Thon rouge en Méditerranée: un retour à « prendre avec des pincettes » (chercheur)

M. Bonhommeau est membre du comité scientifique de la Cicta, organisation des pays pêcheurs chargée cette semaine de renouveler le quota de pêche du fameux poisson largement exporté vers le Japon.

QUESTION: Que peut-on dire de la situation du thon rouge, qui il y a moins de dix ans a manqué de se retrouver sur la liste des espèces menacées de l’ONU?

REPONSE: « On a énormément de signes positifs, à travers les captures et, dans une moindre mesure, des campagnes de type suivis aériens dans le Golfe du Lion. En intégrant le tout dans nos modèles, on arrive à 550.000 tonnes de reproducteurs (on était tombé à 150.000 au milieu des années 2000, ndlr).

Pourquoi? On est passé de 55-60.000 tonnes pêchées par an à la fin des années 90/début 2000 à un quota de 13.500 tonnes: on a divisé pratiquement par cinq le nombre de poissons pêchés! On pouvait s’attendre à ce que la population reparte.

Mais après, la question c’est +le stock s’est-il rétabli? Est-il capable de se renouveler?+ Et là, on ne peut pas encore répondre. Des signes peuvent nous dire que oui mais on n’est pas à 100% sûr s’il sera rétabli cette année, ou s’il va l’être dans un, deux, trois ans… »

Q: Pourquoi cette prudence? Que recommandez-vous dès lors aux Etats?

R: « C’est tout le problème que d’avoir des modèles basés sur des données de pêcheries et pas des données scientifiques, dont on maîtrise le protocole.

Par exemple nous n’avons plus d’information sur les petits thons pêchés par les canneurs espagnols, qui depuis deux ans vendent leurs quotas aux senneurs (pêcheurs industriels, ndlr). On a la même chose sur les madragues espagnoles (mode de pêche traditionnel), qui l’an dernier n’ont pas autorisé l’accès aux scientifiques.

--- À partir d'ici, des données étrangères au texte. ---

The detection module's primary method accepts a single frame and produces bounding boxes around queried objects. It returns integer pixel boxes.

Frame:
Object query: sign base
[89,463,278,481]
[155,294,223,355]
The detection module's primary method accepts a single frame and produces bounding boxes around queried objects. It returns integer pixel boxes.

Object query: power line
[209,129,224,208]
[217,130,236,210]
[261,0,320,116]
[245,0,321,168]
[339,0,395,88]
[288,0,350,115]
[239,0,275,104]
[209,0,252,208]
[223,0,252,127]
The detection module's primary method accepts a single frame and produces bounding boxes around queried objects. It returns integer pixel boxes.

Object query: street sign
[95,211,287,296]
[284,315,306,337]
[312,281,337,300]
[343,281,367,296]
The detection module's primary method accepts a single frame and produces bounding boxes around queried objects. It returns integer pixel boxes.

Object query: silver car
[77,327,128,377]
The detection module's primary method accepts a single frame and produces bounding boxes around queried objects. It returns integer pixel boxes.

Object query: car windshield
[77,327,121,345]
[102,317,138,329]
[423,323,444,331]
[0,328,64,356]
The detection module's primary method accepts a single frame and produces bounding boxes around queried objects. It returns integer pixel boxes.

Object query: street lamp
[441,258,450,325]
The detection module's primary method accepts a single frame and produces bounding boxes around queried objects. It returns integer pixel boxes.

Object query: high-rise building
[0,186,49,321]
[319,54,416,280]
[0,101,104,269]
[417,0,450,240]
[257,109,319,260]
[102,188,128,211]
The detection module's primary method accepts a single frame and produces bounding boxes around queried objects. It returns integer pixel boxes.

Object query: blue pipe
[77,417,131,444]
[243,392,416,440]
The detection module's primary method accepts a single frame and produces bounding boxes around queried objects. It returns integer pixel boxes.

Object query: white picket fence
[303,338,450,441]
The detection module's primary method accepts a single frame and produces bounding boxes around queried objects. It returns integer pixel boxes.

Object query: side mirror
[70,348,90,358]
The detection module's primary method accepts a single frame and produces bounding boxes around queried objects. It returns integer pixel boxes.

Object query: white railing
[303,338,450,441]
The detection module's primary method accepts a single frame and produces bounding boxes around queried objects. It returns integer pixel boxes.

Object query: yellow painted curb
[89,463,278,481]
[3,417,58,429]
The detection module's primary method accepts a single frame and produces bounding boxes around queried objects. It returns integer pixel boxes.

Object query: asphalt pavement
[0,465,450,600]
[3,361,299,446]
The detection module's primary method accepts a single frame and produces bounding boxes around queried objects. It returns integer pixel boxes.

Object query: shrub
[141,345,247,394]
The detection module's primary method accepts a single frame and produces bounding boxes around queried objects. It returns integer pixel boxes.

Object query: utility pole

Nos modèles sont basés sur sept indices, et six sur sept ont changé. L’explosion que vous voyez est donc à prendre avec des pincettes.

On a moins d’incertitude sur un marché boursier que sur une valeur de biomasse féconde du thon rouge…

C’est pour ça que ça reste assez flou et qu’on recommande soit un maintien du quota, soit une augmentation +modérée et graduelle+. Juste ne passez pas de 13.500 tonnes à 30.000 d’un seul coup, car on ne sera pas capable de voir les effets sur la population avant deux-trois ans. »

Q: Comment améliorer le suivi du stock? Les ONG demandent de surseoir à une hausse du quota en attendant une étude plus précise en 2016.

R: « L’objectif de 2016 est de réussir à intégrer un maximum d’informations pour des résultats plus précis. Il y a un gros programme de recherche thon rouge financé en majeure partie par l’UE, qui fait pas mal de marquages, avec aussi un travail de reconstitution des données anciennes, de réévaluation de la pêche illégale, de l’âge des poissons… On intégrera aussi tout ce qu’on a réussi à apprendre entre temps sur les migrations, les croissances… Ca ne va peut-être pas changer beaucoup les valeurs, mais on réduira l’incertitude les concernant. »

Propos recueillis par Catherine HOURS.